2018, Post Crucifixion, Michelini i Mufatto, Bierzo, Spanien (90% Mencia, 10% Palomino, Merenzao, Godello, Brancello, 12% Alkohol. Die Trauben stammen aus einer steilen Parzelle mit Kalkböden; vergoren mit den Stielen, Ausbau in 500-Liter-Fässern). Helles Rubin. Die Nase, eine Wucht, erinnert an eine Symbiose aus Pinot, Nebbiolo und Nerollo Mascalese, viele Kräuter, exotische Gewürze, Kirschen, Johannisbeeren, Süssholz, ätherische Öle, Blutorangen, unglaublich verführerisch.
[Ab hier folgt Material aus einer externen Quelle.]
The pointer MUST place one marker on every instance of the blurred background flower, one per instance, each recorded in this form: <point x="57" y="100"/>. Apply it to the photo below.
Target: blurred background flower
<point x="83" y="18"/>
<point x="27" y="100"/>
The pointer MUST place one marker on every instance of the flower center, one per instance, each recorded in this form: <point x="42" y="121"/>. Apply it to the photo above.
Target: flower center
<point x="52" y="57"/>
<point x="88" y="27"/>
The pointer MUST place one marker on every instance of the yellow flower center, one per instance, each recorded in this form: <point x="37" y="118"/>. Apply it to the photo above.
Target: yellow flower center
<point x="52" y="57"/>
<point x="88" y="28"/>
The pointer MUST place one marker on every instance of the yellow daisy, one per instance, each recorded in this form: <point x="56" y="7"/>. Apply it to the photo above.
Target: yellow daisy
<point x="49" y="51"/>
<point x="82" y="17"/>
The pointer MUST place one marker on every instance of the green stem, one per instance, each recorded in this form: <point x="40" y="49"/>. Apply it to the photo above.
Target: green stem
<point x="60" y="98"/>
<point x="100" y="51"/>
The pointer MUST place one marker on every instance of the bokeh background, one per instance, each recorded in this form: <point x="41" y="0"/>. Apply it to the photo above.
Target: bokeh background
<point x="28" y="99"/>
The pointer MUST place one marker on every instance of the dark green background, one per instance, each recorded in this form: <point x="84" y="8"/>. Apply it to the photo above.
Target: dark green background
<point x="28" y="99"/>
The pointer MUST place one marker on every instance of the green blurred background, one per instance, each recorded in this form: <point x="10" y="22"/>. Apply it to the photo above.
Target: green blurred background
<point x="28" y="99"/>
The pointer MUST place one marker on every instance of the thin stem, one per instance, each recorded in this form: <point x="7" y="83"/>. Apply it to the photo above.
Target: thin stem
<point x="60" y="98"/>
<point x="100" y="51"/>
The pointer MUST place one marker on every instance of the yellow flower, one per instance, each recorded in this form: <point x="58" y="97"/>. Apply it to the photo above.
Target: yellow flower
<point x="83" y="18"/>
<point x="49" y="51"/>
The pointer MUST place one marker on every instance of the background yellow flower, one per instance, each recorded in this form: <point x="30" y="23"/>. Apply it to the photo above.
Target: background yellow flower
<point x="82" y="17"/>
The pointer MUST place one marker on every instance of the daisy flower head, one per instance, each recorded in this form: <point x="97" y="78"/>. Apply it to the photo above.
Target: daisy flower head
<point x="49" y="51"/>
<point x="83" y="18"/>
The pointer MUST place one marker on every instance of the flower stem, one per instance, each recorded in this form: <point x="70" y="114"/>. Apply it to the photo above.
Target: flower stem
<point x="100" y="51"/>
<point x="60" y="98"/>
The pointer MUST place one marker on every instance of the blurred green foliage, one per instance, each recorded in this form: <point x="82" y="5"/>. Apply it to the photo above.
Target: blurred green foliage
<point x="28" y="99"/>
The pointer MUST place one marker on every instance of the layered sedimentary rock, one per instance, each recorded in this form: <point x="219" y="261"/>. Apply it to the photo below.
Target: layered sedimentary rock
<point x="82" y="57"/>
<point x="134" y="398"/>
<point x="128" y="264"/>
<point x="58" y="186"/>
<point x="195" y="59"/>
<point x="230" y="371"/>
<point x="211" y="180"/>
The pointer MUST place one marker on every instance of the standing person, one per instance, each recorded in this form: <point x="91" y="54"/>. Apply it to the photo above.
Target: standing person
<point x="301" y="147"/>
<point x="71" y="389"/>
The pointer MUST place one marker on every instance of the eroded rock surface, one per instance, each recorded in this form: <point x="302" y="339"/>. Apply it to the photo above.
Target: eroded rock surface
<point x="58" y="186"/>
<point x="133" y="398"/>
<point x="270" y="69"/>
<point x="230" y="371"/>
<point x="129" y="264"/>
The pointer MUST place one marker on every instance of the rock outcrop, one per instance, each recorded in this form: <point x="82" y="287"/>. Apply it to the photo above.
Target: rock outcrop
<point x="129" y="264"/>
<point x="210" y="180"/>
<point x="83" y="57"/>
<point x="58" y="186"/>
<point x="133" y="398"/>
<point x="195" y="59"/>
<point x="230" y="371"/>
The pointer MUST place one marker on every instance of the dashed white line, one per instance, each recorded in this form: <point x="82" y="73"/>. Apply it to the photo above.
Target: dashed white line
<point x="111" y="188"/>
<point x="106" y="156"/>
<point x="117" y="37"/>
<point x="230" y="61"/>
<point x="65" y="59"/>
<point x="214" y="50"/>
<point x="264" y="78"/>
Im Auftakt frisch und saftig, ein zartes Gewächs, feminin, schlank, jedoch mit top Struktur bei welcher die feinen, reifen Gerbstoffe mit der top integrierten Säure harmonieren, der Spannungsbogen dieses Weins ist faszinierend, irgendwie schwingt die Wärme mit, doch gleichzeitig wähnt man sich im Chambolle-Musigny, grosse Balance, Länge, Charakter und Ausdrucksstärke. Einer der faszinierendsten Weine, die ich aus Spanien trinken durfte. Aber Achtung: Das ist kein Alto PS Spanien, sondern das das pure Gegenteil… Jetzt bis 2033+, 93/100 vvPunkte.